Memory-resident Journal-Backed Databases

"It's easy to write memory-resident database engines"

Many databases these days can fit comfortably into RAM

Many software companies deal with databases that fit easily into main memory.  E.g. a school administration software system can fit a large school's data, (excluding photos and other blob-like items) into 2 Gb of RAM.  However, most software companies have been slow to realise that they're better off ditching traditional RDBMS's and putting everything in a memory-resident database - whether of the SQL or No-SQL variety.

Instead there's a lot of interest in cloud databases, despite the fact that more software applications than ever can fit comfortably into a single compute node or even the main memory of a single compute node.  The database of all road users in the UK could fit into 8 Gb.

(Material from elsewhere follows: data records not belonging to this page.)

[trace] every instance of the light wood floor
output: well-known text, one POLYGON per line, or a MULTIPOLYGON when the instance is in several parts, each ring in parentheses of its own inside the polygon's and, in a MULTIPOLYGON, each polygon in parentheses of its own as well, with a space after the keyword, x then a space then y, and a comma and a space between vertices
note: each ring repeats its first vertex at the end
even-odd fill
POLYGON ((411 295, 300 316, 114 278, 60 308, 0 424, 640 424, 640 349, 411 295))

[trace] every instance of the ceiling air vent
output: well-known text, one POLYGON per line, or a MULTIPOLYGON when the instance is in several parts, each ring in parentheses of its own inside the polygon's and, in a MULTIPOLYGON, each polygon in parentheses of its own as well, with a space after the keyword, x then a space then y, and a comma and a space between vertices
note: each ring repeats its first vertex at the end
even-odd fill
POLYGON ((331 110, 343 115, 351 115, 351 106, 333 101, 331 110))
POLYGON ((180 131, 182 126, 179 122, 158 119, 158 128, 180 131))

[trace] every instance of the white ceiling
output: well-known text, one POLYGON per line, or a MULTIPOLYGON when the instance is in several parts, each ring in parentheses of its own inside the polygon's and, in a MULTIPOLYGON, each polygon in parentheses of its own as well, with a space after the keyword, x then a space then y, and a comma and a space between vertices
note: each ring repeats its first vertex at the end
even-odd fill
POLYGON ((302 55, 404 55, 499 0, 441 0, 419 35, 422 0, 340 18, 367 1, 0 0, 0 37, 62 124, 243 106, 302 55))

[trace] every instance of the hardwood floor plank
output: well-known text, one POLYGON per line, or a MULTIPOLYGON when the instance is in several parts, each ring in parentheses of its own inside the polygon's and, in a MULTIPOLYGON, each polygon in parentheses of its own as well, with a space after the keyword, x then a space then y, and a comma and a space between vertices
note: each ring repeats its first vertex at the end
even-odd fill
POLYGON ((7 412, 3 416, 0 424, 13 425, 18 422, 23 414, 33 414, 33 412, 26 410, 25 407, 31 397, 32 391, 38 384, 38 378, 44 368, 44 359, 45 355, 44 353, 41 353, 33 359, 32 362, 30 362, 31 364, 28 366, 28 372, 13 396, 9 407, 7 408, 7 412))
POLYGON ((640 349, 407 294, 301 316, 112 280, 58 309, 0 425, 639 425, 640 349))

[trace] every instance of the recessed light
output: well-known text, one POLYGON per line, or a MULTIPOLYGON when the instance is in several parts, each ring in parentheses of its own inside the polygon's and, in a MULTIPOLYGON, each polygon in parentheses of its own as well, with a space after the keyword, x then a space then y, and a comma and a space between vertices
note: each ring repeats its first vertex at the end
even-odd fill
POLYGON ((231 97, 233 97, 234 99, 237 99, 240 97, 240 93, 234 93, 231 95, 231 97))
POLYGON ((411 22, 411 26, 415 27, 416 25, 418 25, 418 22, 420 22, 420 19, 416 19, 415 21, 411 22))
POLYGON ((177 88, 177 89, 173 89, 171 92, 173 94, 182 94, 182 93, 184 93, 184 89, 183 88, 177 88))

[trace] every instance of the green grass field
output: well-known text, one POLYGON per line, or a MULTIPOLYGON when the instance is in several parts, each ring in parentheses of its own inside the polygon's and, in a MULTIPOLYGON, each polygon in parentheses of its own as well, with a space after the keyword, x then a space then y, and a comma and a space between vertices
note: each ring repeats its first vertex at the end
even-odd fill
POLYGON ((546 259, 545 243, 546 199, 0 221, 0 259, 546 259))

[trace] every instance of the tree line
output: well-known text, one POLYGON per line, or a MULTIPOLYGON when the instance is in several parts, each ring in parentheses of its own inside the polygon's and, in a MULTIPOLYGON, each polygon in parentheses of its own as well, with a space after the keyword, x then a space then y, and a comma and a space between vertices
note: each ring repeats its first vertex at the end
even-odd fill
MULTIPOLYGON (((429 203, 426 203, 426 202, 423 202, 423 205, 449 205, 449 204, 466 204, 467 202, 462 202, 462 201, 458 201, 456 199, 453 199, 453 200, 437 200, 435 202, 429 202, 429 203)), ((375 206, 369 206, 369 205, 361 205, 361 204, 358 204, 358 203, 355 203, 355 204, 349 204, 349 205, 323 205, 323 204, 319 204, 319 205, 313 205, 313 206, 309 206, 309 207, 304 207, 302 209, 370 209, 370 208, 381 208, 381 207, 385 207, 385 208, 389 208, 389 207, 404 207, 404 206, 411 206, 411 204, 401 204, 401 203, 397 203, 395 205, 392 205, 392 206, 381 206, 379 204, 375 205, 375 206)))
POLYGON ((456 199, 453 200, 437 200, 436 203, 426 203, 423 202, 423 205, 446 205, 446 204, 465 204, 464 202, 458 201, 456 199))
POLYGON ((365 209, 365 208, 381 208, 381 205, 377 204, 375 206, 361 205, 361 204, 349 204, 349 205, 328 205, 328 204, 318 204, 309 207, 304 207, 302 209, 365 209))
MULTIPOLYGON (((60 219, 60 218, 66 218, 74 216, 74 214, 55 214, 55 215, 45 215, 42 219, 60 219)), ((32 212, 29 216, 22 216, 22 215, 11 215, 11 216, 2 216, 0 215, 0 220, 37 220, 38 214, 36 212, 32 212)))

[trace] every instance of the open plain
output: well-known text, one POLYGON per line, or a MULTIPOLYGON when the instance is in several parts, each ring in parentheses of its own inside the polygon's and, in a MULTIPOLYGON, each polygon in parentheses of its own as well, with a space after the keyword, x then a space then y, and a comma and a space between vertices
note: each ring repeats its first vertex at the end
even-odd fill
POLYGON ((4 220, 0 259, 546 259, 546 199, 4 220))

TimesTen and other memory-resident SQL databases

I've written proprietary database engines for 4 companies (see below).  A pretty basic thing I learnt was:  "if you want it to run fast, put it all in main memory".   If you can.   So I had a good look at "TimesTen".  TimesTen is an SQL RDBMS designed to operate in main memory (plus logging to disk in case you need to restart, of course).  They have a nice white paper explaining how the internals of the database engine can be greatly simplified and sped up if you have everything in main memory - a good deal of the complexity in an RDBMS comes from efficiently managing access to disk.  I thought "This would be good for Edval".  Then I thought:  "Hang on, why would I need TimesTen to store objects in main memory?  If it's in main memory, then I can do that myself using plain old Java objects (or C++ objects etc).   I need the data to be in the form of programming language objects at some point anyway.  I'd rather not have to load them into SQL and out of SQL. I'd rather deal with them directly in Java - what value does the SQL layer give me?


The Mrjb Concept

Suppose you're programming in Java or C# or python or C++, and all the data that your application deals with fits into main memory (other than photos and other blobs - see below).    Suppose you never have to restart your web server.  Then, there'd be nothing you'd need to do - you already have an object-oriented database:  to create an object, use "new".  To delete an object, remove references to it.  Use "synchronized" methods where necessary.  Use HashMap's and ArrayLists's and trees and whatever other collections you need.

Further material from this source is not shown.